Return to the ground as slowly as possible, lifting your tailbone while keeping one leg high and slowly lowering the other. Press into your finger pads and base of knuckles while maintaining the arch of the palm of the hand and lift of the wrist to stabilize you—your weight will shift!—and use your core to slow your descent for as long as possible. Generally, coming down exactly the same way you came up is the best way to learn and maintain balance.
Try handstanding in different environments
Practice everywhere! Try different settings, such as sand, earth, flat and slightly slanted ground.
Practice with kindness
Most importantly, be compassionate with yourself and aware of what’s going on with you emotionally and mentally as you practice. If you observe that you are becoming frustrated, controlling, competitive, or a bit hyper, allow yourself to rest and let go until you feel calm or playfully curious again.

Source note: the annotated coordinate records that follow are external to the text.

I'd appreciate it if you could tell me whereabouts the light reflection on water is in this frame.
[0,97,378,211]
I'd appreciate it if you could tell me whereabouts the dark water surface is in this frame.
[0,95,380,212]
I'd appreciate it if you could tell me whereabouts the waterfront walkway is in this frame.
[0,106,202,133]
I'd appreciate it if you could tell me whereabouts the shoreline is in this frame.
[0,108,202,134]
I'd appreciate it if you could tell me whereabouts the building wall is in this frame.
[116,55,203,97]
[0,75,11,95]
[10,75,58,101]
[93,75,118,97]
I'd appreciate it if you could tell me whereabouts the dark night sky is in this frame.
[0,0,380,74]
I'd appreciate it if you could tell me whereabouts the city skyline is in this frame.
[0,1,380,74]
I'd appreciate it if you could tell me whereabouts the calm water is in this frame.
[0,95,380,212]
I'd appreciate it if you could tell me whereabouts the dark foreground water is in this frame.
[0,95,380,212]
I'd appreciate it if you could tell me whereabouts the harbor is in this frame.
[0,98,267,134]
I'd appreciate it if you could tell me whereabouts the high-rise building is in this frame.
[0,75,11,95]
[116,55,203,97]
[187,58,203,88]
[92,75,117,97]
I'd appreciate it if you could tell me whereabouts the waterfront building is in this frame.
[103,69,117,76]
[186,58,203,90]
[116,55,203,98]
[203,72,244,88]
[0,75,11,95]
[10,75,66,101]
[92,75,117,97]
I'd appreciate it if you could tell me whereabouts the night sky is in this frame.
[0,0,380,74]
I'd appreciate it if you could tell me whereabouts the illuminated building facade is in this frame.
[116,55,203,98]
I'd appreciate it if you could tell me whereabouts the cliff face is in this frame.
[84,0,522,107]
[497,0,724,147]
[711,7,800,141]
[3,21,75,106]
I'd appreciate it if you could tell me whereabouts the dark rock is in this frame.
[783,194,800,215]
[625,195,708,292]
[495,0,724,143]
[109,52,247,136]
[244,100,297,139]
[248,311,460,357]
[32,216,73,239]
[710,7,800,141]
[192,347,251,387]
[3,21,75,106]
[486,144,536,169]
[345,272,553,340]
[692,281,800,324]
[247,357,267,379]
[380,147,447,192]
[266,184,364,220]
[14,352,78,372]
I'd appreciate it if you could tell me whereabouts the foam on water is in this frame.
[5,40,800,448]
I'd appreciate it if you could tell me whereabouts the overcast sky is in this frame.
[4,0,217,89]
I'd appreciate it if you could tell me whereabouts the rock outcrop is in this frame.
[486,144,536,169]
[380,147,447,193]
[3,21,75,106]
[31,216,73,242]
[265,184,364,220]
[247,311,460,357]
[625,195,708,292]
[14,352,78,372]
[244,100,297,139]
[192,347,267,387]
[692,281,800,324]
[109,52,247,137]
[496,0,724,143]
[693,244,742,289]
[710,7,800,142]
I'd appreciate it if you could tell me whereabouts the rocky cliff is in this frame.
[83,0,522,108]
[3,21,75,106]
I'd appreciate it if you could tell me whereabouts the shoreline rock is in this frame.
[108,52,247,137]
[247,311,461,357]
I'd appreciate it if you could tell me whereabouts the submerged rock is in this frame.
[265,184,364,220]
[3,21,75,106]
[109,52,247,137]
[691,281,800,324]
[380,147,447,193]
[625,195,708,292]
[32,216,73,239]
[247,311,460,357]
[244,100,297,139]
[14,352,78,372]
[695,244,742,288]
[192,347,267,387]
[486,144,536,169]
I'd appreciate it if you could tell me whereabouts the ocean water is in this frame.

At the end of your practice
Remember to take rest and savor/release the impact of your handstands. What residue did you create today? Joy and exuberance or control and frustration? Let go, rest, and begin the next time fresh.
When not to practice
Avoid handstands if bearing weight through your arms and hands or inverting is contraindicated for you or if you have any problems with your eyes or untreated high blood pressure. If you aren’t sure, check with your doctor before practicing.
Unless you already have a strong handstand practice, it is generally recommended to avoid handstanding during pregnancy.
Know Your Body Type
Students with broad shoulders: You will probably have the easiest time with this pose (although this pose is rarely “easy”) because your center of gravity is closest to the ground; if you have shorter arms and broad shoulders this can be particularly advantageous. Avoid muscling up and learn to lift up gracefully, activating core strength and alignment; follow the rest of the instructions provided above.
Students with shorter arms and shoulders that are either even with or smaller than their hips: Learning to handstand may take you longer than broad-shouldered students with shorter limbs whose wider base of support closer to the ground creates more stability. Stay focused on slow and graceful lifts and on all aspects of your balance!
Round bodies and those with shorter arms and narrow shoulders: Try using one or two straps around your upper arms. Because lifting up is a greater strength-building exercise for you, give yourself an advantage by standing on a ledge that’s slightly higher than your hands whenever possible—a surface that is safe to jump off and land on. Ask your teacher to accommodate you in advance. At one studio where I used to teach I was fortunate enough to have access to a one-foot-high, three-foot-deep bench. Often I will employ stages or ledges so that students can get a concrete experience of lifting safely in class. You can then find ways to innovate spaces at home. To do this safely, make sure that whatever is serving as the support is stable and first practice gaining strength and confidence lifting one leg at a time in the new space.
As you can see, there’s no reason to wait to begin practicing a pose that has so many benefits, including injecting so much joy, energy, and confidence into your day!